Why should you consolidate your loans?
Before we move to answer this question, let us have a brief look at what consolidation means and what are the essential steps to consolidation.
What is Consolidation?
Let us explain this process using 3 characters; Anne, Mary and Rachel. Anne is a student who is a borrower of a direct loan and few other educational loans. Mary is the lender of the federal agent who has lent money to Anne. Rachel represents the US Department of Education. Anne has $1000 as her total borrowed amount from Mary. This is the sum of all the loans that has been borrowed from Mary.

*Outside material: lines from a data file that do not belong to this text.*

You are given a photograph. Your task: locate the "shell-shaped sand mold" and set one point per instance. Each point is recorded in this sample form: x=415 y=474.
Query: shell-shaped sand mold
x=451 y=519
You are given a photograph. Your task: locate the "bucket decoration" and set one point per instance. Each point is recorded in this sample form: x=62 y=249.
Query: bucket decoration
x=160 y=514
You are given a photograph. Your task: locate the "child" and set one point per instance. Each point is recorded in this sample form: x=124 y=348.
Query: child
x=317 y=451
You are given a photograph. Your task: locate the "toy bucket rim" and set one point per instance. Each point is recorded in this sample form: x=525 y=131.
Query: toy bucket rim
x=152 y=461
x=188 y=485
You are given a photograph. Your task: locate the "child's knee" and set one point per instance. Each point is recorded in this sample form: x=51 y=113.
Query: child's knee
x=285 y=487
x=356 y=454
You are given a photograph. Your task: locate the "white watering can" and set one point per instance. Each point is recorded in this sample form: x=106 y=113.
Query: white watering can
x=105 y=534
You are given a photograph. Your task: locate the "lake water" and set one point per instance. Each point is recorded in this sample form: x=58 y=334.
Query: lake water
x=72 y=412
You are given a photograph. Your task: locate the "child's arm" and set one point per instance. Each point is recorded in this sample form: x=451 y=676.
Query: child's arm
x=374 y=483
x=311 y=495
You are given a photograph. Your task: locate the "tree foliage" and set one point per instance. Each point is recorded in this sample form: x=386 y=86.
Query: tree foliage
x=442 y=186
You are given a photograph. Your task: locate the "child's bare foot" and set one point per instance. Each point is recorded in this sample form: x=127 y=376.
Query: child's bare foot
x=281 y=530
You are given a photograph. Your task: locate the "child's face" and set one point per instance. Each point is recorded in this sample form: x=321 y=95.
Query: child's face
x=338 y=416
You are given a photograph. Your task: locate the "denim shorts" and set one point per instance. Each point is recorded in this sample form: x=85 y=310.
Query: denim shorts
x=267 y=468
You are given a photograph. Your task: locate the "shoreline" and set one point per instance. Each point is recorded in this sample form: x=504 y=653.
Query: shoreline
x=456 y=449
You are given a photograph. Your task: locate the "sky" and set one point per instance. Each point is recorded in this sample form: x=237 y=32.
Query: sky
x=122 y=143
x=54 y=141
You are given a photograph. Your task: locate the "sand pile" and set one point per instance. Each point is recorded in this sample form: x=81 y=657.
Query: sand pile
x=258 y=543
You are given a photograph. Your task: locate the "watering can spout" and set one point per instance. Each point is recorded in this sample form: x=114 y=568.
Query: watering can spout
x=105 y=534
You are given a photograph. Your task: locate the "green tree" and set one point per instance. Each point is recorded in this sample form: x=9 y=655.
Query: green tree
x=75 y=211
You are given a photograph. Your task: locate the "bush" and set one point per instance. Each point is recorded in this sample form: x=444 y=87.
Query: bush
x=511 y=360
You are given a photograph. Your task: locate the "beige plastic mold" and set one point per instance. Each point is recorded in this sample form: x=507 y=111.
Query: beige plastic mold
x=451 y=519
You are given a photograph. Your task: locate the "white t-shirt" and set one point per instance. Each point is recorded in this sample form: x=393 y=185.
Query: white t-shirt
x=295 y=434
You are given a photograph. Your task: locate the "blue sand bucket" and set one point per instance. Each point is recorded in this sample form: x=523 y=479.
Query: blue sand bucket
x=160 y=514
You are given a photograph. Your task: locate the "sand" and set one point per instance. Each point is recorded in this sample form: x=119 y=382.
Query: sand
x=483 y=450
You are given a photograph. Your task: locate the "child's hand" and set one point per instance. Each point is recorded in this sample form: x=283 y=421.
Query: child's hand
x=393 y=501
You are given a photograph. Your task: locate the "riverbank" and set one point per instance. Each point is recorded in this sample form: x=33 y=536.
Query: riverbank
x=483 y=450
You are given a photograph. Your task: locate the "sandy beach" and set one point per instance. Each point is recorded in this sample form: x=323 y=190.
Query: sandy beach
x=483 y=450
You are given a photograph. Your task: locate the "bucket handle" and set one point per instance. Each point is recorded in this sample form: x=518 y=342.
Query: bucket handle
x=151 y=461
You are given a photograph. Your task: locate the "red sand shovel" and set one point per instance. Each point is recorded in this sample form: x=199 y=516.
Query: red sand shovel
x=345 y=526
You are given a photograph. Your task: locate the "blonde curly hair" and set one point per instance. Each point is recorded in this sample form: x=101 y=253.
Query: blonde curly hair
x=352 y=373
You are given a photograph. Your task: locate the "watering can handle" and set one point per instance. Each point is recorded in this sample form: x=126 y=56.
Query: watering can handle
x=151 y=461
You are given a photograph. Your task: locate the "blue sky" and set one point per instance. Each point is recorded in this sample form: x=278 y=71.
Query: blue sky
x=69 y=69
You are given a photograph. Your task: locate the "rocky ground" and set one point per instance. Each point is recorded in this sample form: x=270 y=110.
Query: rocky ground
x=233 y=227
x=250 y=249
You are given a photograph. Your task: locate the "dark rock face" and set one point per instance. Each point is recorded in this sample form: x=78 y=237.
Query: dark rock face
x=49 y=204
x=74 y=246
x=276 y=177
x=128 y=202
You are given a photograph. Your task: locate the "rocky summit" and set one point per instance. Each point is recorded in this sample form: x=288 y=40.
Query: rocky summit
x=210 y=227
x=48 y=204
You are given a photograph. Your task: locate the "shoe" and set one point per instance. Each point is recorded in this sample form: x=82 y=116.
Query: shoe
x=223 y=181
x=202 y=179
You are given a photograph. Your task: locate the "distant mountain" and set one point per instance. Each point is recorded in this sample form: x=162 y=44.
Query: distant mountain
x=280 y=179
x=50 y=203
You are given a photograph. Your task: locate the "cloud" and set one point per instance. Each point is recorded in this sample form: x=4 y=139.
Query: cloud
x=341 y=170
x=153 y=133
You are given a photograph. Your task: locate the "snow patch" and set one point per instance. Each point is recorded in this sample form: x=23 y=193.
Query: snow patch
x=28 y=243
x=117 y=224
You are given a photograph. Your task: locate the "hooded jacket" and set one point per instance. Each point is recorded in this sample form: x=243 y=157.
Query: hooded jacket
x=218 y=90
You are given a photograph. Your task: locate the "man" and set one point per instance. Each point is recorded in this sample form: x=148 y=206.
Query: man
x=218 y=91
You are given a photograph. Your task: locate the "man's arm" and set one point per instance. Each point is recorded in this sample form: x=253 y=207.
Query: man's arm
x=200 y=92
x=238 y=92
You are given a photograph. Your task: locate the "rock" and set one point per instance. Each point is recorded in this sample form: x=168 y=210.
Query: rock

Under the consolidation process, Anne consolidates all her loans with Rachel. Rachel pays the loan amount to Mary and provides Anne with a new loan and a new interest rate. Anne does this through two main processes:
The application process which consists of filling up an application form and a promissory note and submission of it either online or through mail
Verification of the loan which needs to be done by the loan holder by filling up few documents and returning it to the Department of Education within a stipulated time.
The next logical question that follows is ‘what is the advantage of this consolidation?’ process which brings us to the topic of our discussion.
Here are some advantages of consolidating your loan:
One monthly payment per lender
With just one payment to make for the borrower, managing his debt along with his income is easier. Imagine a situation when Anne has to pay three different amounts for three different loans at three separate times. Confusing, isn’t it? Consolidation removes this problem.
Repayment options are flexible
You need not necessarily pay a fixed amount as under the standard repayment plan. Here, the repayment is as per our income and size of the family. Borrowers are also given the flexibility to switch between plans which are not possible in the case of a standard loan. In addition, the monthly payments are also drastically reduced or can be reduced by choosing a suitable plan.
No bar on the loan amount to qualify for consolidation
Translated in to layman’s language, it just means that you do not need to have a loan of a million dollars for consolidation. Even if you wish to consolidate it for a loan of 100 dollars, you can do it. Plus, the consolidation is free!
Deferment options are flexible
Suppose you have exhausted the current set of deferment options, you can choose a new, more flexible set.